Can we get any nuttier in our capital city, with the proposal, to change the name of the internationally well-known cricket ground, the “Basin Reserve”, to, “Support Women’s Sport Basin Reserve?”
The promoters of this cultural and sporting vandalism are seeking $100,000 to change the name for just two years, as part of a naming rights deal. The Mayor Justin Lester supports it as does Councilor Fleur Fitzsimons, both of who are on the Basin Reserve Trust.
Fortunately there are some people with a sense of humour who are also raising money to change the name to, “Crickety McCricketface”. However Councilor Fitzsimons says “Crickety McCricketface” is unlikely to be approved. As trustees both Justin and Fleur should absent themselves from any decision about naming rights, because there may well be other bids, possibly from a yet to be formed “Basin Reserve” group, and they would be seen as prejudiced assessors.
How on earth would comedian John Oliver handle this?
Name changing lunacy is actually rather too prevalent in the capital. We had a Vice Chancellor, from Auckland, who tried to change the name of Victoria University of Wellington, but was blocked by Education Minister Chris Hipkins.

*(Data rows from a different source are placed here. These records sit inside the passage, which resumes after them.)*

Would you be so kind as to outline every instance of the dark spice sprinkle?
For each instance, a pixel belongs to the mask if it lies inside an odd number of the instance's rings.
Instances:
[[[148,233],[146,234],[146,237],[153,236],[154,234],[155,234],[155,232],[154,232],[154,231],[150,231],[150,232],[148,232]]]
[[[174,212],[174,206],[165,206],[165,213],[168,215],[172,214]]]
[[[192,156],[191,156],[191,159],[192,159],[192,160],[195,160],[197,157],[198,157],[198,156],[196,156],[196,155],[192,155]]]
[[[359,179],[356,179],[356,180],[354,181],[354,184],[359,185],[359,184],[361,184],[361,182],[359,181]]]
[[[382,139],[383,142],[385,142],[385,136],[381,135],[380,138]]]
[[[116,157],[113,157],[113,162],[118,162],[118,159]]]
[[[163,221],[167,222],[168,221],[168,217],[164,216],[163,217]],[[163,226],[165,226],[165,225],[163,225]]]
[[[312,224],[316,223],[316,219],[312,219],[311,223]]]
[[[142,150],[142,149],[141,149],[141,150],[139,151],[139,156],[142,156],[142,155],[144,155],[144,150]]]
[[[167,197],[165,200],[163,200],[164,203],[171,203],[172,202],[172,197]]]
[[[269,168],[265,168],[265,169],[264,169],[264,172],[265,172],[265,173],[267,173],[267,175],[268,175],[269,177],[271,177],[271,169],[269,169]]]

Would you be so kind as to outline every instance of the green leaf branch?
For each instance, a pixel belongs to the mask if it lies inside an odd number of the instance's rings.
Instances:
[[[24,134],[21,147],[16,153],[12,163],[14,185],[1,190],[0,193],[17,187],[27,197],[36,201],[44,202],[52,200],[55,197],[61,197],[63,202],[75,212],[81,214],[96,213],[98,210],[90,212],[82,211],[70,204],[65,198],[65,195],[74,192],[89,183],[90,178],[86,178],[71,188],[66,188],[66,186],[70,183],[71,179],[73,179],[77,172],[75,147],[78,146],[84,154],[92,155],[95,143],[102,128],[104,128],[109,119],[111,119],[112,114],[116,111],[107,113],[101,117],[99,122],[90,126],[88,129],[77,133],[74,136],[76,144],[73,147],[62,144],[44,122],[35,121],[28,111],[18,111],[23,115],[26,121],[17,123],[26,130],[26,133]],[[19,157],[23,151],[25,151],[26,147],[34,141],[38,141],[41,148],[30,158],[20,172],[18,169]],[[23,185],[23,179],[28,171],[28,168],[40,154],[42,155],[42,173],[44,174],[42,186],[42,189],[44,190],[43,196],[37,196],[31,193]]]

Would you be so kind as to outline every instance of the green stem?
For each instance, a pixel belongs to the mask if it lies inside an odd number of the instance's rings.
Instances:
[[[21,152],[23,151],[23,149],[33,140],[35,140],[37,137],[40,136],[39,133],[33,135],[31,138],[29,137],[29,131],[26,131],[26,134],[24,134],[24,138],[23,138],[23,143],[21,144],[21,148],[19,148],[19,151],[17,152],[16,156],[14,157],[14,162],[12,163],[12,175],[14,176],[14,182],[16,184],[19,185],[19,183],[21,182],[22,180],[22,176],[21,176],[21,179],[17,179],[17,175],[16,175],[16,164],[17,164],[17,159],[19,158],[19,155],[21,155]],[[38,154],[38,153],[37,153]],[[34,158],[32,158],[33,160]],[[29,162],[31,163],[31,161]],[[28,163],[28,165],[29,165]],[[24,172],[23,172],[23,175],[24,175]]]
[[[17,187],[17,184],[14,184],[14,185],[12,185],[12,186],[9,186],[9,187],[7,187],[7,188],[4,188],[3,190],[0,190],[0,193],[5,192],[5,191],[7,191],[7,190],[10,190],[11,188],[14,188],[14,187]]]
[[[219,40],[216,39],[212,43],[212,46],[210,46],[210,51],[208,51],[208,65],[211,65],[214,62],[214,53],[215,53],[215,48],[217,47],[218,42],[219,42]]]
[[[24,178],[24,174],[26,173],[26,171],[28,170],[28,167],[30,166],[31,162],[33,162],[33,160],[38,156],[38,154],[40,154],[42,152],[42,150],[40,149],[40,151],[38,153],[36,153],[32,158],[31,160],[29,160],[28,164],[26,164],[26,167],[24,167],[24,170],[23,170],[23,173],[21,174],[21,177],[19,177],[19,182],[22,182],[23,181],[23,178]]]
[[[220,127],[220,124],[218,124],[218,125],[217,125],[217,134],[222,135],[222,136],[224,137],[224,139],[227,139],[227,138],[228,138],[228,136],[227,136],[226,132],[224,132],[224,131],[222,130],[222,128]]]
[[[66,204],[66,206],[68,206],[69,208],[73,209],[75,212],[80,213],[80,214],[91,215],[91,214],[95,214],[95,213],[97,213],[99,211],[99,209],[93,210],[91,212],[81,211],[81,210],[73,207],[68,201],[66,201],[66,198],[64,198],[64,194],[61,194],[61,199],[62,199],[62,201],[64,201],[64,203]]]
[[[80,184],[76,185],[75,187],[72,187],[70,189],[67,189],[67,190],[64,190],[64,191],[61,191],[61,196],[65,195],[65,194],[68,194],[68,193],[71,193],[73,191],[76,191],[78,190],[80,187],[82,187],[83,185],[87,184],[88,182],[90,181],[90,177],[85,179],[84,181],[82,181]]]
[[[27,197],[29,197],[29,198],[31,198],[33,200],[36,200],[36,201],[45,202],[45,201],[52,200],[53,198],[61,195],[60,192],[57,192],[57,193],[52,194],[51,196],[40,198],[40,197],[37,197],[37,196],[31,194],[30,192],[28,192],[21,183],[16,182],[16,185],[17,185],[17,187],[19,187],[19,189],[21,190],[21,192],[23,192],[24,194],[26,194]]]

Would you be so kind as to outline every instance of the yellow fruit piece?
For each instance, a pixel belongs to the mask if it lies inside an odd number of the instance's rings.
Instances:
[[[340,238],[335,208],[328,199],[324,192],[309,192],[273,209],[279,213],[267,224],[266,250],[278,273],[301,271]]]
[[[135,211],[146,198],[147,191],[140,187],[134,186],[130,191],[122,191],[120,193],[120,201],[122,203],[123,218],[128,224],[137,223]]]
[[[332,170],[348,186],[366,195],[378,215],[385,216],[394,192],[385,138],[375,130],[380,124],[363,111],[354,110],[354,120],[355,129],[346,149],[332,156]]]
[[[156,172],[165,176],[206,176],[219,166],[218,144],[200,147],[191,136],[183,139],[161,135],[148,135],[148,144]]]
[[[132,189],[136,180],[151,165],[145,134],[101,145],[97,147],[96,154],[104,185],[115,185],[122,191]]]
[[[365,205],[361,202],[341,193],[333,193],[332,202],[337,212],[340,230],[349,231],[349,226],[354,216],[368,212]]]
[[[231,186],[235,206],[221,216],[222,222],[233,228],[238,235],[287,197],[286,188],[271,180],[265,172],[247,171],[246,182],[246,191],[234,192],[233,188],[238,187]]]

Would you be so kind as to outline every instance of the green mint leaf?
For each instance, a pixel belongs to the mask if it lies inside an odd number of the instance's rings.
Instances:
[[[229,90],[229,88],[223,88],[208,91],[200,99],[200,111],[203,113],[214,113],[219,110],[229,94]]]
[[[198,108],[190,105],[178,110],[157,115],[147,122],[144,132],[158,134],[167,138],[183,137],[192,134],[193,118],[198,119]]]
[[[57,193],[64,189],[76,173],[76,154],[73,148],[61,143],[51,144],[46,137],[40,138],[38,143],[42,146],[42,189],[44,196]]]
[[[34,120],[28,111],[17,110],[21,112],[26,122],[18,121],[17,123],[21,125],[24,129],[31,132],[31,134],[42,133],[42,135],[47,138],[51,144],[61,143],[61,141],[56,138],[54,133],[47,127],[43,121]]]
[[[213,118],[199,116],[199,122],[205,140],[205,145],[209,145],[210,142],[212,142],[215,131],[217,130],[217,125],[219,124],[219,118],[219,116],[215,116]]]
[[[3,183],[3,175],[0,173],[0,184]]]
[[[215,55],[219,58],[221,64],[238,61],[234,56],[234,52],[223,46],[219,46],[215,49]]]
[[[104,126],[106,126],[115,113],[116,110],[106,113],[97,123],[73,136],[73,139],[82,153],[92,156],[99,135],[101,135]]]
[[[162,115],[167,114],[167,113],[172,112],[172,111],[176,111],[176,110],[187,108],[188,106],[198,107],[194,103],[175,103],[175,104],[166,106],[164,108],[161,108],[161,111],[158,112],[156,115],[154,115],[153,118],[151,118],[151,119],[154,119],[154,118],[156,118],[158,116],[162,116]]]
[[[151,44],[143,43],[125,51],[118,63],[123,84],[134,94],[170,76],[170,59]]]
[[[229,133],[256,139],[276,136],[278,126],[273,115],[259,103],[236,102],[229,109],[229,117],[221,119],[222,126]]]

It would be great if the same Minister wearing his State Service hat, stopped the Government from changing the names of government departments. In my working life time we have had the Department of Agriculture become: the Ministry of Agriculture and Fisheries, the Ministry of Agriculture and Forestry (Still MAF) , the Ministry of Agriculture, Forestry and Fisheries, become the Ministry of Primary Industries, as ministries were created, merged and demerged.
There was the Department of Industries and Commerce become Trade and Industry, then the Ministry of Commerce, then the Ministry of Economic Development and finally this mouthful, the Ministry of Business, Innovation and Employment (MBIE)
Then there was the “Child, Youth and Family (CYF), (New Zealand) agency, which became the Ministry for Vulnerable Children and then renamed “Oranga Tamariki – Ministry for Children,” all within a matter of months. Aside from the massive costs of these politically driven name changes, there is also the massive confusion they create in the public mind.
In sharp contract in the USA they basically keep names such as the USDA, their department of agriculture, which was founded in 1862, and their foreign affairs State Department, established in 1789.
Our Parliament recently changed the Education Act so any university wanting to change its name must first get a Parliamentary vote, a tough test.
I suggest an Act should be passed that prohibited state agencies names being changed unless there is a super majority in Parliament – say 60%. That would cut down on endless mergers and demergers and name changes as well. A big win for taxpayers!!